Denis Bonzy : "la crise du politique c'est la victoire durable du storytelling"
Le bon storytelling, c'est raconter une histoire. Le mauvais storytelling c'est "raconter des histoires" au sens populaire du terme donc tromper.
La victoire du storytelling est durable parce qu'elle est liée à la crise du politique.
En 1986, Sydney Lumet sortait un film "Power" ou en France "les coulisses du pouvoir". Les thèmes : l'argent est roi et les campagnes négatives sont reines.
Ce film a-t-il changé la donne ? Non. L'argent est devenu de plus en plus roi et les campagnes négatives ont été de plus en plus reines.
Il en sera de même pour le film de George Clooney sur le storytelling. Le film "our brand is crisis" ne changera pas la donne. Le storytelling est installé de façon incontournable. Ses plus beaux jours sont à venir.

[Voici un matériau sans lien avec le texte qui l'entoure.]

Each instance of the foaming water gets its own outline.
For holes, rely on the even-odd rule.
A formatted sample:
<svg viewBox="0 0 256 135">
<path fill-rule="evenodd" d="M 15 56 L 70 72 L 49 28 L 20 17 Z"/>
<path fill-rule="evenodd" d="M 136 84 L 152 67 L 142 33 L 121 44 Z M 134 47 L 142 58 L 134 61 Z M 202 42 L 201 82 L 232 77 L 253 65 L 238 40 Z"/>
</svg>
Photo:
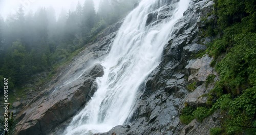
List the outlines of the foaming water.
<svg viewBox="0 0 256 135">
<path fill-rule="evenodd" d="M 142 0 L 127 15 L 101 62 L 104 74 L 96 79 L 97 92 L 64 134 L 106 132 L 123 124 L 133 114 L 140 86 L 160 62 L 163 47 L 189 3 L 174 3 L 171 17 L 146 26 L 147 15 L 161 10 L 166 1 Z"/>
</svg>

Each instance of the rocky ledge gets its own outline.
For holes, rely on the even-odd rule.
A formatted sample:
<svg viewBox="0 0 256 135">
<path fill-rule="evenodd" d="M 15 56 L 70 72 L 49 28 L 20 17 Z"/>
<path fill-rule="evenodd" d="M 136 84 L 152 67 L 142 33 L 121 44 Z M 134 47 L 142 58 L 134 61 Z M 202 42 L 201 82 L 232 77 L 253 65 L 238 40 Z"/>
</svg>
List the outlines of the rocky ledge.
<svg viewBox="0 0 256 135">
<path fill-rule="evenodd" d="M 185 104 L 196 107 L 205 105 L 207 97 L 203 96 L 212 87 L 210 84 L 206 86 L 206 78 L 210 75 L 217 76 L 210 66 L 212 58 L 207 55 L 193 58 L 201 50 L 206 50 L 204 44 L 210 41 L 200 37 L 199 28 L 203 27 L 201 20 L 212 11 L 213 4 L 211 0 L 190 1 L 184 16 L 176 25 L 172 39 L 165 47 L 161 63 L 141 89 L 143 94 L 137 109 L 127 121 L 130 123 L 125 123 L 129 126 L 118 126 L 98 134 L 204 135 L 209 134 L 210 128 L 220 125 L 217 118 L 219 112 L 202 123 L 195 119 L 187 125 L 179 119 Z M 148 22 L 154 18 L 151 15 L 148 17 Z M 196 88 L 191 92 L 187 86 L 193 83 Z"/>
<path fill-rule="evenodd" d="M 106 54 L 122 22 L 105 30 L 69 65 L 58 71 L 55 78 L 44 86 L 46 88 L 17 115 L 15 134 L 48 134 L 84 106 L 97 89 L 95 79 L 104 74 L 97 61 Z"/>
</svg>

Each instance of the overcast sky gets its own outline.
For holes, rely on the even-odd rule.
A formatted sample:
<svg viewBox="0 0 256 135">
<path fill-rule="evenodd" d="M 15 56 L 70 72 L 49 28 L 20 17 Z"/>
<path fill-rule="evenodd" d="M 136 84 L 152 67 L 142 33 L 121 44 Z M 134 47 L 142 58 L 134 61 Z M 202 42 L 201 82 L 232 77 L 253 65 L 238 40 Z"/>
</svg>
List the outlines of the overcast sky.
<svg viewBox="0 0 256 135">
<path fill-rule="evenodd" d="M 68 11 L 74 9 L 76 5 L 80 3 L 83 5 L 86 0 L 0 0 L 0 15 L 4 18 L 11 13 L 17 11 L 22 5 L 26 12 L 29 11 L 35 11 L 39 7 L 52 7 L 55 10 L 57 15 L 59 14 L 61 9 Z M 98 9 L 100 0 L 93 0 L 95 9 Z"/>
</svg>

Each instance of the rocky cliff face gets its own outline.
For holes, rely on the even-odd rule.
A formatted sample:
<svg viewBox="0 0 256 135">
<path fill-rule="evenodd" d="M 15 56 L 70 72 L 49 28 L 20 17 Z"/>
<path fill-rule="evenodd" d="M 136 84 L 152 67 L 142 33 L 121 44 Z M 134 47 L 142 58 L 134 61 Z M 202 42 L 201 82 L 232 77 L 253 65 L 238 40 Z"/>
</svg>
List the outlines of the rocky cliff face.
<svg viewBox="0 0 256 135">
<path fill-rule="evenodd" d="M 196 119 L 187 125 L 181 123 L 179 116 L 186 103 L 190 106 L 205 105 L 204 95 L 211 86 L 205 86 L 207 77 L 217 75 L 210 66 L 212 58 L 205 55 L 193 56 L 206 49 L 209 39 L 200 37 L 201 21 L 213 8 L 210 0 L 190 1 L 189 8 L 176 24 L 172 37 L 165 47 L 162 61 L 145 82 L 143 95 L 129 126 L 118 126 L 100 134 L 209 134 L 209 129 L 219 125 L 218 113 L 202 123 Z M 168 7 L 168 5 L 166 7 Z M 164 12 L 158 13 L 164 16 Z M 154 18 L 153 13 L 148 19 Z M 187 89 L 195 82 L 196 89 Z M 207 87 L 207 88 L 206 88 Z"/>
<path fill-rule="evenodd" d="M 168 4 L 172 1 L 166 1 Z M 194 120 L 185 125 L 179 118 L 185 103 L 196 106 L 206 103 L 207 99 L 202 96 L 210 86 L 206 87 L 205 82 L 209 75 L 216 75 L 210 66 L 212 58 L 207 55 L 192 58 L 206 49 L 204 44 L 209 39 L 200 38 L 199 28 L 203 27 L 201 20 L 211 12 L 212 5 L 211 0 L 190 1 L 165 47 L 162 62 L 141 89 L 143 94 L 134 114 L 127 121 L 129 125 L 118 126 L 100 134 L 208 134 L 209 128 L 218 124 L 219 120 L 215 118 L 218 112 L 202 123 Z M 159 12 L 148 14 L 147 25 L 169 17 L 168 11 L 172 8 L 167 4 Z M 65 126 L 61 124 L 84 106 L 96 90 L 94 80 L 104 73 L 95 61 L 108 52 L 121 22 L 107 29 L 93 43 L 87 45 L 22 111 L 18 115 L 17 134 L 55 134 L 63 129 Z M 197 87 L 193 92 L 187 88 L 192 82 L 196 82 Z"/>
</svg>

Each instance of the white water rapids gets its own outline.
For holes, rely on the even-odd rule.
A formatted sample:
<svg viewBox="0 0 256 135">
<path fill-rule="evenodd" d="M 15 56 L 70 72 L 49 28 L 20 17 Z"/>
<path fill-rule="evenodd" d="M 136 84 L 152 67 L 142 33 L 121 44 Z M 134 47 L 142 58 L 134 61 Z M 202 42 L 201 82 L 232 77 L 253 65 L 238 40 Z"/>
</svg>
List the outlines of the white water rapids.
<svg viewBox="0 0 256 135">
<path fill-rule="evenodd" d="M 160 63 L 164 46 L 189 3 L 180 0 L 172 17 L 146 26 L 147 15 L 164 6 L 161 1 L 142 0 L 126 17 L 101 62 L 104 75 L 96 79 L 97 91 L 74 117 L 65 134 L 108 131 L 123 124 L 132 114 L 140 86 Z"/>
</svg>

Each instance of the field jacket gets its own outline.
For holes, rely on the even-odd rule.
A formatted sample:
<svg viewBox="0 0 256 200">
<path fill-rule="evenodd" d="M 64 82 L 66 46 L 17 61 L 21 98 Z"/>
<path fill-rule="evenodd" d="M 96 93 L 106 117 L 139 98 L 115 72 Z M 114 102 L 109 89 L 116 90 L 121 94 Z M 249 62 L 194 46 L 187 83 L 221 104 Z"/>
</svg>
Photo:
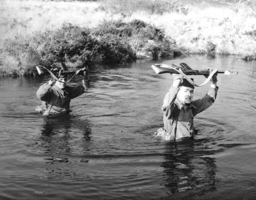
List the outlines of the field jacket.
<svg viewBox="0 0 256 200">
<path fill-rule="evenodd" d="M 80 84 L 72 83 L 61 90 L 55 85 L 48 83 L 41 85 L 37 92 L 37 97 L 42 101 L 37 111 L 44 115 L 48 113 L 68 113 L 70 112 L 70 100 L 86 92 L 88 88 L 88 82 Z M 37 109 L 36 109 L 37 110 Z"/>
<path fill-rule="evenodd" d="M 194 117 L 212 105 L 218 90 L 218 87 L 215 88 L 210 87 L 203 98 L 193 101 L 189 105 L 184 105 L 176 98 L 179 88 L 171 87 L 165 95 L 162 106 L 163 131 L 169 140 L 193 135 L 195 131 Z"/>
</svg>

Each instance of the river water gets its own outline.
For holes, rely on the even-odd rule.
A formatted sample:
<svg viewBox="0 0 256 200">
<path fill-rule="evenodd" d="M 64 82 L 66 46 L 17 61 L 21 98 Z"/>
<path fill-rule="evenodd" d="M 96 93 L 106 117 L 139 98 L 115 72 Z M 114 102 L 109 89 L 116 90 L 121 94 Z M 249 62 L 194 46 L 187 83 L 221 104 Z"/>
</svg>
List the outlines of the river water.
<svg viewBox="0 0 256 200">
<path fill-rule="evenodd" d="M 1 199 L 254 199 L 256 63 L 205 56 L 162 60 L 218 76 L 217 99 L 194 119 L 198 135 L 154 137 L 172 84 L 152 61 L 104 67 L 69 115 L 42 116 L 35 92 L 49 77 L 0 79 Z M 195 77 L 201 83 L 204 78 Z M 207 86 L 196 88 L 195 98 Z"/>
</svg>

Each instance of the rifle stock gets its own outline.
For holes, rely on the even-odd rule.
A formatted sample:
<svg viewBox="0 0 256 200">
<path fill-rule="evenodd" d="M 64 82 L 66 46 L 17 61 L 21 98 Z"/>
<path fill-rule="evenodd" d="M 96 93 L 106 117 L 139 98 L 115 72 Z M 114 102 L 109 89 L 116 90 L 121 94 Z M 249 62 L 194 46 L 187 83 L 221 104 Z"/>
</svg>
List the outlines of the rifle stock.
<svg viewBox="0 0 256 200">
<path fill-rule="evenodd" d="M 164 74 L 164 73 L 170 73 L 170 74 L 179 74 L 177 72 L 173 69 L 173 67 L 177 67 L 178 69 L 181 69 L 180 67 L 177 67 L 175 65 L 172 65 L 173 67 L 171 67 L 169 65 L 165 64 L 155 64 L 152 65 L 152 69 L 155 71 L 157 74 Z M 184 70 L 183 69 L 182 72 L 186 75 L 209 75 L 211 73 L 209 70 L 194 70 L 189 68 L 189 70 Z M 232 73 L 229 70 L 226 71 L 218 71 L 218 73 L 224 73 L 225 74 L 232 74 Z"/>
</svg>

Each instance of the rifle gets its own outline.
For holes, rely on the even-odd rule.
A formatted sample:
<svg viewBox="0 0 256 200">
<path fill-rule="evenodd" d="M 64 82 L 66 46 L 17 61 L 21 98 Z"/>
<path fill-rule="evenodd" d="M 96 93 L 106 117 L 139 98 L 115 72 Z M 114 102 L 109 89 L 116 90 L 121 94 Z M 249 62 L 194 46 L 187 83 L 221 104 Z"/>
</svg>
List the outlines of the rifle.
<svg viewBox="0 0 256 200">
<path fill-rule="evenodd" d="M 210 74 L 209 69 L 203 70 L 195 70 L 192 69 L 189 65 L 185 63 L 180 63 L 180 67 L 172 64 L 172 66 L 166 64 L 155 64 L 152 65 L 151 67 L 157 74 L 170 73 L 170 74 L 180 74 L 181 70 L 186 75 L 209 75 Z M 177 71 L 178 70 L 178 71 Z M 225 75 L 233 74 L 233 72 L 226 71 L 216 71 L 216 73 L 224 74 Z M 238 73 L 237 73 L 238 74 Z"/>
<path fill-rule="evenodd" d="M 166 64 L 155 64 L 152 65 L 152 69 L 157 74 L 170 73 L 170 74 L 182 74 L 184 78 L 187 80 L 193 85 L 200 87 L 205 85 L 212 78 L 212 77 L 218 73 L 223 73 L 226 75 L 231 75 L 233 74 L 232 72 L 229 70 L 218 71 L 217 69 L 214 69 L 210 72 L 209 69 L 204 70 L 195 70 L 192 69 L 189 65 L 185 63 L 180 63 L 180 67 L 178 67 L 174 64 L 172 64 L 172 66 Z M 237 73 L 237 74 L 238 74 Z M 207 75 L 208 78 L 201 84 L 197 84 L 193 80 L 188 77 L 187 75 Z"/>
<path fill-rule="evenodd" d="M 44 70 L 42 70 L 42 69 L 48 72 L 54 80 L 62 83 L 69 83 L 75 76 L 84 75 L 84 73 L 86 73 L 86 74 L 88 72 L 88 67 L 80 69 L 76 71 L 69 71 L 67 70 L 67 68 L 65 65 L 63 65 L 63 64 L 61 63 L 58 63 L 57 64 L 56 64 L 56 66 L 55 67 L 52 67 L 51 69 L 48 69 L 47 67 L 41 65 L 35 66 L 35 69 L 37 69 L 37 73 L 39 75 L 44 73 Z M 61 74 L 67 75 L 70 74 L 73 74 L 73 76 L 69 80 L 68 80 L 66 82 L 62 81 L 58 78 L 58 77 L 59 77 Z"/>
</svg>

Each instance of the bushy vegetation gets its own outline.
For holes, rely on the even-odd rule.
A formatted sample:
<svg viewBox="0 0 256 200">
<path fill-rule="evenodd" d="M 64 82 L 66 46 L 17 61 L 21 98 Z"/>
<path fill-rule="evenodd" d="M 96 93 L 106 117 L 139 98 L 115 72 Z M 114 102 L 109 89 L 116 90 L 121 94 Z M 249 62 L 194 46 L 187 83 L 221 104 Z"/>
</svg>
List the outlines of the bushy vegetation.
<svg viewBox="0 0 256 200">
<path fill-rule="evenodd" d="M 0 8 L 0 73 L 32 73 L 37 65 L 55 62 L 76 68 L 182 53 L 254 59 L 255 3 L 5 0 Z"/>
<path fill-rule="evenodd" d="M 93 30 L 64 24 L 55 30 L 26 38 L 17 35 L 6 42 L 5 50 L 27 73 L 37 65 L 50 67 L 58 62 L 71 68 L 121 63 L 135 60 L 138 51 L 155 59 L 171 55 L 170 43 L 163 31 L 137 20 L 128 23 L 105 22 Z"/>
</svg>

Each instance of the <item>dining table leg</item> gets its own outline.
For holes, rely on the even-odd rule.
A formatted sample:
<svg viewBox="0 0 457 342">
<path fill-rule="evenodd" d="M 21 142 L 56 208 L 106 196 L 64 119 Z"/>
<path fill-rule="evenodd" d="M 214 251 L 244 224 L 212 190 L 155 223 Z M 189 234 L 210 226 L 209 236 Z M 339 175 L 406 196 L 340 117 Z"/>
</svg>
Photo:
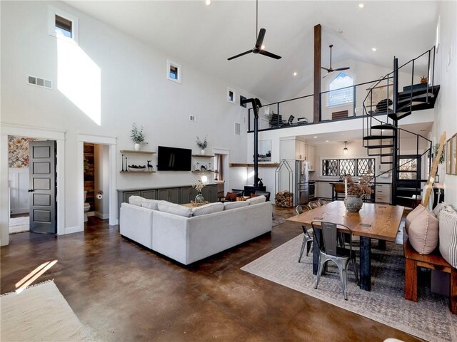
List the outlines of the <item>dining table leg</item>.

Prenons des exemples précis.
« J’aurais souhaité que mes parents puissent partager ce moment : ils s’en sont allés vers le repos éternel ces dernières années mais leur exemple, leur inspiration, le cadeau de leurs yeux ouverts, de leur esprit sur le monde sont plus grands et plus durables que tous les mots….
Ma mère était la pierre angulaire de notre famille comme tant de mères le sont.
Elle restait éveillée tard le soir pour m’aider à faire mes devoirs.
Elle s’est assise sur mon lit lorsque j’étais malade. Elle a répondu à mes questions d’un enfant qui, comme tous les enfants, a trouvé le monde plein de merveilles et de mystères... »
Cette introduction de discours est celle de John Kerry lorsqu’il est à la tribune de la convention démocrate l'été 2004 quand il va accepter l’investiture de son parti pour la présidentielle américaine.
Cette tonalité personnelle et émotionnelle est aujourd'hui la règle. Pourquoi ? Il ne s'agit plus de promettre mais d'être.
La promesse n'est plus engageante. Le futur n'est pas "prévisible". Il n'est plus programmable pour l'opinion. Par conséquent, il ne faut plus s’en remettre à un discours mais à un tempérament.
Pour découvrir ce tempérament, il faut s'exposer, s'expliquer : c'est le socle du storytelling.
La vie du candidat pour mieux aider à comprendre l’individu donc ce qu’il est, ce qu’il aime ; bref son tempérament.
Sur ce parcours, l'opinion croit à de nouvelles morales qui ne sont plus les mots : la morale de la vie et celle du corps.
L'opinion ne croit plus à la morale des règles. Elle aspire à s’en remettre non plus à une morale de l’écrit ou du discours mais à une morale de la vie.
Dans ce contexte, la parole est vite vaine tandis que l’expérience est reine. Pour exposer cette expérience, il faut parler de soi, de sa vie, de ses échecs, des enseignements tirés dans les épreuves comme dans les succès. C’est une autre logique. Il ne s’agit plus de donner des leçons mais d’expliquer comment sa propre vie a permis de tirer des leçons.
La seconde morale est celle du corps parce que le corps est la première expression de l’être, cette enveloppe visuelle va occuper une place particulière. C'est le nouvel âge du style. Pendant longtemps le style a été à tort considéré comme une forme détachable du fond. C’est faux. Le style, c’est :
- ce qui est identifiable au premier regard,
- ce qui est excitant, différent, authentique.
- ce n’est surtout pas fade, commun, ennuyeux, triste.
Ces deux morales nouvelles ont un vecteur : le storytelling.
La crise du politique a ouvert une autoroute au storytelling puisque les critères principaux du choix sont ailleurs que dans les doctrines.
Le danger du storytelling n'est donc pas dans une concurrence dans le "marché" des autres moyens de conviction. Il est dans la multiplicité des supports de communication et la nécessité de garder une cohérence. C'est dans cette cohérence que la vérité va retrouver sa place et faire la différence entre raconter une histoire (le bon storytelling) et raconter des histoires (le mauvais storytelling rapidement suicidaire).